Whatever. If you deem it a pile on, then maybe that's what is needed considering the overriding advice of 'Call her immediately and tell her' is still being ignored in the OPs last post.

Kinneddar · 16/12/2023 13:14

I work in a Police control room & we've had similar calls to this. How we'd deal with them is initially call the victim & explain what's been said & that we need to see her, ideally within 24 hours. She'd be given the option of going to a police office, having someone go to her house, or meet at a family member or friends house

If there was no success getting them on the phone a voicemail would be left asking her to call 101. All that would be said in it was nothing to worry about please call quoting Inc no xxx a similar text message would be sent

She'd be given a couple of hours to respond and if no contact was made we'd phone again. If no response a further text would be sent explaining we do need to speak to her & would rather talk to her on the phone initially but will call at her home address I there's no response to this message

Finally if there was still no response then officers would go to the house

Police officers know the risk people are at & will know their contact may be a shock to the victim so won't (hopefully) go in all guns blazing

Obviously I can't speak for everyone but that's certainly how my area would deal with this kind of call. And I'd hope most other Forces would do similar

plimm · 16/12/2023 13:15

Psychoticbreak · 16/12/2023 13:06

This. Fucking hell OP you have massively overstepped and I think you are a complete busy body but whether you have ASD or not do NOT blame that on what you have done as some of us have it fully diagnosed and would never dream of acting like you have.

Sorry, I didn't mean it like that. I'm just confused how this happened when I rang for advice trying to help her.

OP posts:
Redglitter · 16/12/2023 13:17

I don't think they're going to call her straight away, they asked me what I thought would be the best time to call her. I said probably during a week day.
Perhaps I can phone the police back with a definite day and time to call her

Thats not how it works. They're not going to sit on a report from Saturday morning til sometime during the week

Theres no point in phoning back they're going to have protocols for dealing with domestic incidents. You need to just leave it with them now.

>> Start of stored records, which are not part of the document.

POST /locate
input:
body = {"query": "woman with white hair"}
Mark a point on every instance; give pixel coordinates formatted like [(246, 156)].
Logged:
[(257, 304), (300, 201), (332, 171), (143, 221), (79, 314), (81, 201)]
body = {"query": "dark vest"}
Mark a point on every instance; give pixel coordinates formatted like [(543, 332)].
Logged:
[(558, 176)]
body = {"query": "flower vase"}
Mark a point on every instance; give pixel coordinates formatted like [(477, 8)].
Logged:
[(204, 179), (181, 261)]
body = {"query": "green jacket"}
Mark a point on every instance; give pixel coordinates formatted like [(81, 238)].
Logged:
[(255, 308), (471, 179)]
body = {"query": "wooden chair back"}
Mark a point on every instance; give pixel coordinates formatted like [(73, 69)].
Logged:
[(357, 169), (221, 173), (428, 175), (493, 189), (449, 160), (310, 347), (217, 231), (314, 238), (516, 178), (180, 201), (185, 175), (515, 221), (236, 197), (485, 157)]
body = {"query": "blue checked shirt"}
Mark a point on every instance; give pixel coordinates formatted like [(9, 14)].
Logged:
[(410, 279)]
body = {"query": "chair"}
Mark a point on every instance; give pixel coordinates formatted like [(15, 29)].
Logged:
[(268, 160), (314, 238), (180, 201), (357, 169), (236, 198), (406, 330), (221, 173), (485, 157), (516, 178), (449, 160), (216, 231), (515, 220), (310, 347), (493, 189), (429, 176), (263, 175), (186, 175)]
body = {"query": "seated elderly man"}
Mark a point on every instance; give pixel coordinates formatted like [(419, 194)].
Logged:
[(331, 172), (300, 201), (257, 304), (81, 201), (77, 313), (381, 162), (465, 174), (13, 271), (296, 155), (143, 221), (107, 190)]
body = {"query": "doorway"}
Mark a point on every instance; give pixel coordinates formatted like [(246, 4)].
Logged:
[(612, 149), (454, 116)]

The only call you need to make is to your friend to tell her what you've done

Flowerpower2022 · 16/12/2023 13:18

OP I hope you are looking after your wellbeing and MH in all this as well as making the call to your friend asap.

Didimum · 16/12/2023 13:18

MandyMotherOfBrian · 16/12/2023 13:12

Whatever. If you deem it a pile on, then maybe that's what is needed considering the overriding advice of 'Call her immediately and tell her' is still being ignored in the OPs last post.

Whatever - OK, are you 15?

Your attitude helps exactly no one.

Regardless, OP’s ‘last reply’ hadn’t been made when I made my first reply, had it? So that has nothing to go with my response.

OhComeOnFFS · 16/12/2023 13:20

The very best result would be if the police contacted her in a way that her husband was unaware of and told her that you'd notified them, and ask her to come to the station at a safe time to talk to the domestic violence team.

The worst, obviously, would be if he knew she'd had that message.